Avec des réalisations telles que le pavillon du Québec à Expo 67, le Village olympique, la Place Dupuis et plusieurs autres édifices québécois, Luc Durand est un immense architecte. Ce documentaire lui rend un hommage à sa hauteur : senti, intelligent, justifié, instructif et assez original dans le montage.

Mais malheureusement, ces bons côtés sont fortement occultés par un rythme soporifique duquel émergent de temps en temps des discussions entre M. Durand et de vieux amis initiés d’architecture où l’on ressasse des anecdotes pointues. Le spectateur risque ici de se sentir mis en marge des discussions.

IMAGE FOURNIE PAR K-FILMS AMÉRIQUE

Affiche de Luc Durand Leaving Delhi

L’essence du film repose sur le retour de M. Durand en Inde où il a contribué, de 1959 à 1962, à la construction de nombreux bâtiments. Ce passage, comme il le dit lui-même, lui a appris son métier. On prendra au hasard les dessins d’un projet d’hôtel à Agra qui lui ont par la suite inspiré la forme des pyramides du Village olympique.
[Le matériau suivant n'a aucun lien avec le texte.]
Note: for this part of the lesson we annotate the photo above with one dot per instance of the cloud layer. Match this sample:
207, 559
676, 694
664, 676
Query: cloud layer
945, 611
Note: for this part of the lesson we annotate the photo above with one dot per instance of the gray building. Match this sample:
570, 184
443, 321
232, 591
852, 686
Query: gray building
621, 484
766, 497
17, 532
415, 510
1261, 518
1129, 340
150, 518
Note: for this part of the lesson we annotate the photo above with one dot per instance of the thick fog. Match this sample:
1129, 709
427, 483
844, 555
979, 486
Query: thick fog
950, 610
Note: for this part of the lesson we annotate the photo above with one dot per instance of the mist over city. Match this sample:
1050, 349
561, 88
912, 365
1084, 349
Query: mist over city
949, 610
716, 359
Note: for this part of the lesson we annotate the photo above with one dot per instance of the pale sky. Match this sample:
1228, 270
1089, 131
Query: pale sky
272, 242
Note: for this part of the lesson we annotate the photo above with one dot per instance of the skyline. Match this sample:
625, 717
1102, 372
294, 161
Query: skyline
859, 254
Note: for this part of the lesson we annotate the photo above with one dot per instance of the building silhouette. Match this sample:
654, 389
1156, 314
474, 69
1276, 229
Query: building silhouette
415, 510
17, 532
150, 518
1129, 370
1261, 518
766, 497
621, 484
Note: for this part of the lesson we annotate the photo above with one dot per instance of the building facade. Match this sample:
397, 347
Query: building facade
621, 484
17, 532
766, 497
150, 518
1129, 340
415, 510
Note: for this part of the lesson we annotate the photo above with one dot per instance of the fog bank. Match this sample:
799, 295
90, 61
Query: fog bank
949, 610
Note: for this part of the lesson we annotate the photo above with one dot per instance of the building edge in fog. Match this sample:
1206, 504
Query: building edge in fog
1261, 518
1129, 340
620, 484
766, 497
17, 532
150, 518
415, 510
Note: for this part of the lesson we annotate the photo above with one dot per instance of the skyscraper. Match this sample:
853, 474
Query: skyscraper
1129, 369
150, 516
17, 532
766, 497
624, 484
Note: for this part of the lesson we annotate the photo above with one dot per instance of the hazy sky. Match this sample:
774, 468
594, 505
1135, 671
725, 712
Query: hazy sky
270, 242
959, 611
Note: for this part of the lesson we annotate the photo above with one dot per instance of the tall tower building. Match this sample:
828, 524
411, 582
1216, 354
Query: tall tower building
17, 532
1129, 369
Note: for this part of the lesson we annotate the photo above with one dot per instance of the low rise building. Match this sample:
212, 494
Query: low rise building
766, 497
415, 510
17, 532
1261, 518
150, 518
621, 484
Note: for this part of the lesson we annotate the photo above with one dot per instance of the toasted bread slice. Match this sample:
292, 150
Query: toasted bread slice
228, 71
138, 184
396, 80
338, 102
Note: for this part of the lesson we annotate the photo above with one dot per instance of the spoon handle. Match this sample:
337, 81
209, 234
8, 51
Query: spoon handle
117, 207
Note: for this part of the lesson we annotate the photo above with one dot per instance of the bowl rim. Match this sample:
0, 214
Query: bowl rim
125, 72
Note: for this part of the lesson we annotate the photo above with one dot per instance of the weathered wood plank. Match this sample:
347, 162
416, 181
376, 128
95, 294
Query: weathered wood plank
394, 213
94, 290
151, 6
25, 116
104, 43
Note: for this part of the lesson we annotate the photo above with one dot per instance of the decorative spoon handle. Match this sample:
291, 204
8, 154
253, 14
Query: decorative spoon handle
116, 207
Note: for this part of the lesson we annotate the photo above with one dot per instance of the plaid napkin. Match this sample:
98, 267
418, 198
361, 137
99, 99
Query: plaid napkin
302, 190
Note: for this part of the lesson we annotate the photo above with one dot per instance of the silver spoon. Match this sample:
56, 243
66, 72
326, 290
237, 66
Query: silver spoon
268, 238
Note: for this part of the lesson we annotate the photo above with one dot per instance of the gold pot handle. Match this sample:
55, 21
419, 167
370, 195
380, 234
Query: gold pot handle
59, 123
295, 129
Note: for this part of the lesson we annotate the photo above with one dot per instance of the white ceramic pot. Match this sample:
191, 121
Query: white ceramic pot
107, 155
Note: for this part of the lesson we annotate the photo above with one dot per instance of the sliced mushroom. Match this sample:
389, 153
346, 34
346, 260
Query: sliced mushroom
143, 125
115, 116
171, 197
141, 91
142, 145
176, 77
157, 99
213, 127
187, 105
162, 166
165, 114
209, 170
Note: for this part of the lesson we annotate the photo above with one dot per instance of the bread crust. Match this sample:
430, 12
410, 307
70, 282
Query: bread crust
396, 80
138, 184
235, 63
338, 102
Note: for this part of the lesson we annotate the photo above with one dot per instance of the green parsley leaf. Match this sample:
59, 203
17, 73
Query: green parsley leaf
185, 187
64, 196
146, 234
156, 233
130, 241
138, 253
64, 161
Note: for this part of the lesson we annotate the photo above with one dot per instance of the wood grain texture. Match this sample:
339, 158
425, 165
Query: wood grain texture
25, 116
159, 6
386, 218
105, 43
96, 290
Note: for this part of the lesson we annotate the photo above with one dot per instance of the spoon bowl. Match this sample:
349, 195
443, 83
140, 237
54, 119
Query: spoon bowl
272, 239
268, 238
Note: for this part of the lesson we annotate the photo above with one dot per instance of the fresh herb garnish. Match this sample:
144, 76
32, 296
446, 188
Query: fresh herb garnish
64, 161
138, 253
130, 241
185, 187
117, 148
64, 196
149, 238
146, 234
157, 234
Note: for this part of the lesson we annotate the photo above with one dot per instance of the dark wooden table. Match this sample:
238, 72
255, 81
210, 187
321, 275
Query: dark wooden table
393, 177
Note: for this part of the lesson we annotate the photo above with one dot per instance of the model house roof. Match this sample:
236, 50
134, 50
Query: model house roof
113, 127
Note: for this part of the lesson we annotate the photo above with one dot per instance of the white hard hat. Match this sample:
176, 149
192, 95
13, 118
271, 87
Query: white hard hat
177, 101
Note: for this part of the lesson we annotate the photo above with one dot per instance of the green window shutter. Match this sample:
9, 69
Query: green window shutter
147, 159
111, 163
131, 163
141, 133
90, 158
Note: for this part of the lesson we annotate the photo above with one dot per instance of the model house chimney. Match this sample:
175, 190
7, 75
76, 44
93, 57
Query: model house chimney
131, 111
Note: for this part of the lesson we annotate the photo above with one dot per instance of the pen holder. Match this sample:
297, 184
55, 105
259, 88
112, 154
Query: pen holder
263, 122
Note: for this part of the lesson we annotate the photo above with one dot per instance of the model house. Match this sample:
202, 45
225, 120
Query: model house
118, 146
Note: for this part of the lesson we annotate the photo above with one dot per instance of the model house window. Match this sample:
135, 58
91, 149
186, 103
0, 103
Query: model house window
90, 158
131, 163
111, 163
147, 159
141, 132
Voilà un passage fascinant. Idem dans cet autre extrait où Durand explique pourquoi il insistait sur le développement urbain de l’Est de Montréal.

Décédé en mars 2018 à 89 ans, M. Durand était un homme posé, de sagesse et de réflexion. Malheureusement, cela ne donne pas beaucoup de « oumf » à ce documentaire lyrique. Ce ne sont ni la petite musique indienne ni les insertions « yé-yé » d’émissions des années 60 qui vont effacer le sentiment d’ennui qui va nous suivre tout le long du visionnement.

★★★

Luc Durand Leaving Delhi, documentaire d’Étienne Desrosiers. Avec Luc Durand, Eugène Beaudoin et Jacqueline Jeanneret. 1 h 20.